The idea of the “both-and” suggested a new pluralism, and maybe a new tolerance, in architecture. But the phrase turned out to have its limits. To the extent that Venturi was making an argument in favor of a kind of big-tent populism in architecture, it was a space for new styles instead of new voices, new forms rather than new people.
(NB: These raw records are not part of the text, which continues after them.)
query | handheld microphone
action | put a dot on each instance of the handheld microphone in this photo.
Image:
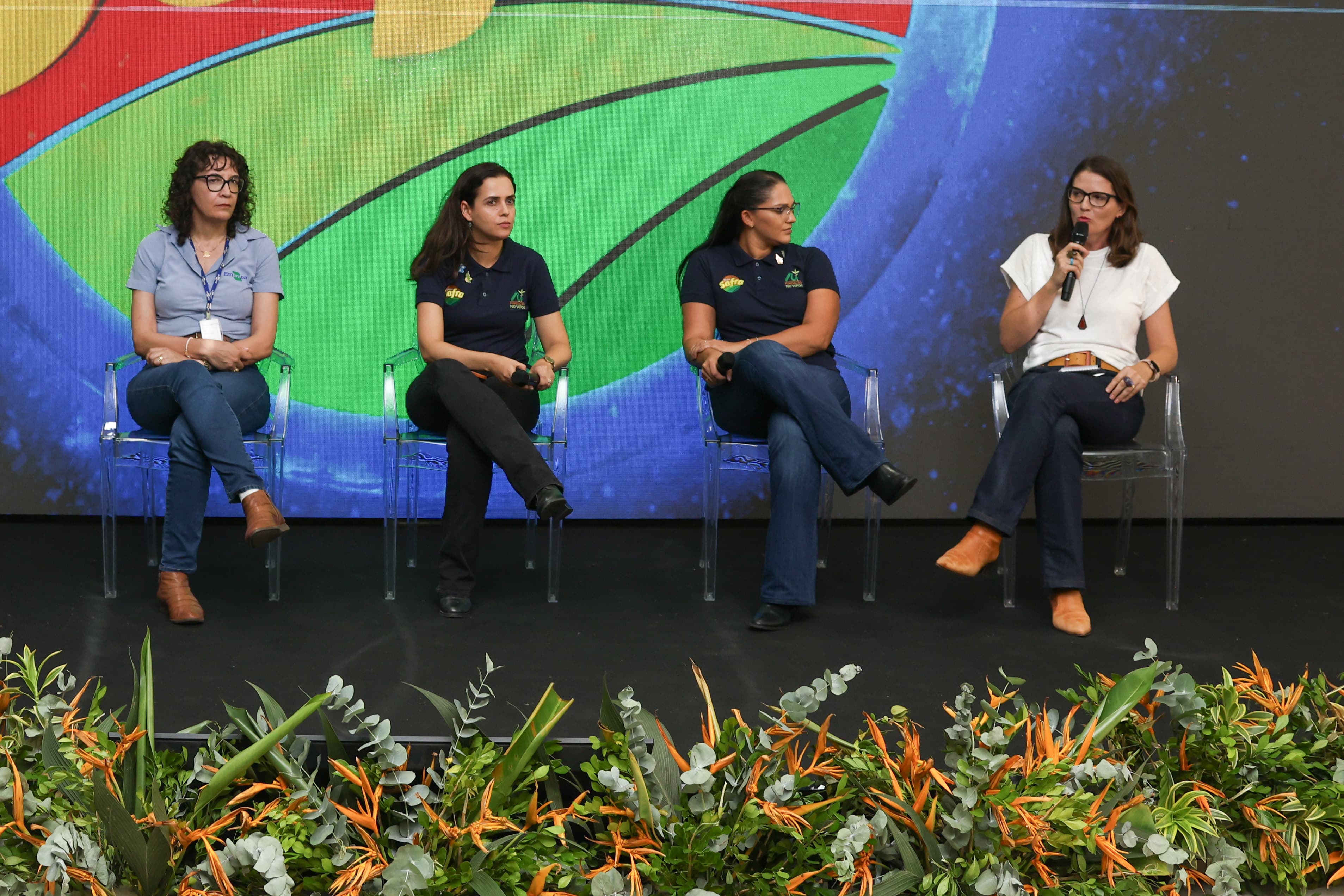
(1072, 279)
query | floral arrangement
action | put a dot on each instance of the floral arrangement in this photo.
(1140, 784)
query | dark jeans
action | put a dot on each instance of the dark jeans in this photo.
(487, 422)
(804, 413)
(205, 414)
(1052, 415)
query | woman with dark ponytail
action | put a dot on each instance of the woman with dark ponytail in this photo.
(475, 291)
(749, 291)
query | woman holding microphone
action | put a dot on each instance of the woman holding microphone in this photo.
(1083, 382)
(205, 305)
(475, 289)
(775, 305)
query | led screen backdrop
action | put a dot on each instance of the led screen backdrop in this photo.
(924, 142)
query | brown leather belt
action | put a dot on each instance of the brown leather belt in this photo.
(1081, 359)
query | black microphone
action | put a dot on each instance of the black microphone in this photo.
(1072, 279)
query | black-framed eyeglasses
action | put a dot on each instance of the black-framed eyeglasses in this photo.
(1097, 199)
(780, 210)
(214, 183)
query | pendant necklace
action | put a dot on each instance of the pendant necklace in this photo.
(1083, 319)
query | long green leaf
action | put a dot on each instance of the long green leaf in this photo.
(526, 742)
(242, 762)
(1121, 700)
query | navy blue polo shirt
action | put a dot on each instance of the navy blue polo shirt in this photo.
(759, 297)
(486, 309)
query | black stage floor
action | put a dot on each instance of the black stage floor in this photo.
(631, 609)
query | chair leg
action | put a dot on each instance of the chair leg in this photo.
(1009, 570)
(390, 461)
(1126, 527)
(710, 509)
(108, 480)
(530, 542)
(1175, 526)
(412, 516)
(147, 496)
(871, 529)
(553, 562)
(826, 512)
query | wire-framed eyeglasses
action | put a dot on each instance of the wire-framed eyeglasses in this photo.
(214, 183)
(1097, 199)
(780, 210)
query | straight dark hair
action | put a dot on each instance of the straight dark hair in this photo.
(748, 193)
(1126, 234)
(199, 157)
(451, 234)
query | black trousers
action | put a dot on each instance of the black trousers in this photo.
(1052, 415)
(487, 424)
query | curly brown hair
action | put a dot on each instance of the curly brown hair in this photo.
(202, 156)
(1126, 234)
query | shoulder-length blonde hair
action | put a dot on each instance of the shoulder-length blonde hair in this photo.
(1126, 234)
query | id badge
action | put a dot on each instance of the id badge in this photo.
(210, 329)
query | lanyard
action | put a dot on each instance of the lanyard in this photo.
(205, 284)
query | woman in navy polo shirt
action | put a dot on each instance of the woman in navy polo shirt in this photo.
(776, 307)
(475, 289)
(205, 304)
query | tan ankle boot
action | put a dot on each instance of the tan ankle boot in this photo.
(1069, 613)
(265, 524)
(976, 550)
(177, 595)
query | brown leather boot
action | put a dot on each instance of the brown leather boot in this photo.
(1069, 613)
(177, 595)
(976, 550)
(265, 524)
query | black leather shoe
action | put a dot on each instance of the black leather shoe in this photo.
(452, 605)
(772, 617)
(888, 483)
(550, 504)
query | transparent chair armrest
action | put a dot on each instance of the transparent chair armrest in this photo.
(561, 414)
(1174, 433)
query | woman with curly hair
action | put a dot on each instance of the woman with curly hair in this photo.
(205, 305)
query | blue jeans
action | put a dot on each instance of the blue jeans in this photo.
(803, 410)
(1052, 415)
(205, 413)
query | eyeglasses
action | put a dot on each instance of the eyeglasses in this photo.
(214, 183)
(1098, 199)
(780, 210)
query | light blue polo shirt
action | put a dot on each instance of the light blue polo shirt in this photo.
(173, 273)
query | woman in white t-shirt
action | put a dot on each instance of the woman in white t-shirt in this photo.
(1084, 379)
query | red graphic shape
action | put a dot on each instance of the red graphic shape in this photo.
(889, 18)
(131, 43)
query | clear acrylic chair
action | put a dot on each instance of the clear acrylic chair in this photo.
(728, 452)
(411, 451)
(1124, 464)
(148, 453)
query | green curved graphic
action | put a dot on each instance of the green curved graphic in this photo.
(320, 135)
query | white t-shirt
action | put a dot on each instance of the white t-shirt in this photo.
(1116, 300)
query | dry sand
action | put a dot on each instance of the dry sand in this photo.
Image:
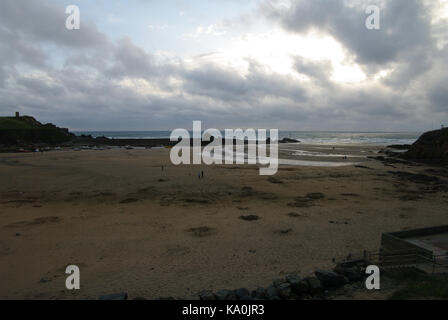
(131, 227)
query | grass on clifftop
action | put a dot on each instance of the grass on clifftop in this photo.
(12, 123)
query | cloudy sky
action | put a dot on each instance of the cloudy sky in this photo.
(292, 65)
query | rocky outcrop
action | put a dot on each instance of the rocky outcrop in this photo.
(288, 140)
(431, 147)
(27, 130)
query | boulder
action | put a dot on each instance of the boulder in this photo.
(115, 296)
(330, 279)
(314, 285)
(353, 273)
(431, 147)
(225, 295)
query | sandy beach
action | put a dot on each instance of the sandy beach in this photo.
(132, 227)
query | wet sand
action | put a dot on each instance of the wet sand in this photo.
(132, 227)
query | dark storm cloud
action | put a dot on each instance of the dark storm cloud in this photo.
(405, 26)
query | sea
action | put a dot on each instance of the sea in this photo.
(305, 137)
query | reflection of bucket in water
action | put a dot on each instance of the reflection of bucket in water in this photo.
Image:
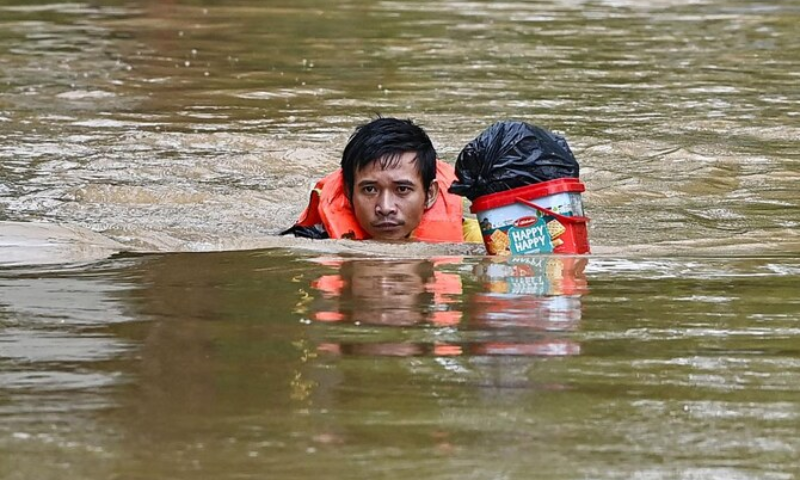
(534, 275)
(511, 223)
(536, 292)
In fact, tucked inside Complexity and Contradiction is an argument for a renewed insularity in the profession [...]. — The Atlantic
Christoper Hawthorne, former LA Times architecture critic and now Design Officer for the City of Los Angeles, dissects Robert Venturi's 1966 book, Complexity and Contradiction in Architecture (which famously scoffs at the Miessian classical Modernism with the "less is a bore" tagline), and argues in his piece in The Atlantic that the array of new choices the book offered also limited architecture's broader access to the public and diversity in the profession.
Meanwhile in another publication of the Atlantic network, McMansion Hell blogger Kate Wagner is out with a CityLab article on how Robert Venturi, Denise Scott Brown, and Steven Izenour's 1972 Learning from Las Vegas influenced an entire generation of architects, and her personally: "I came from Anywhere, U.S.A., far, far away from any great works of architecture," she writes. "Venturi’s elevation of everyday buildings made me feel seen, made me feel like the places I had observed, and my appreciation for them, were valid and meaningful."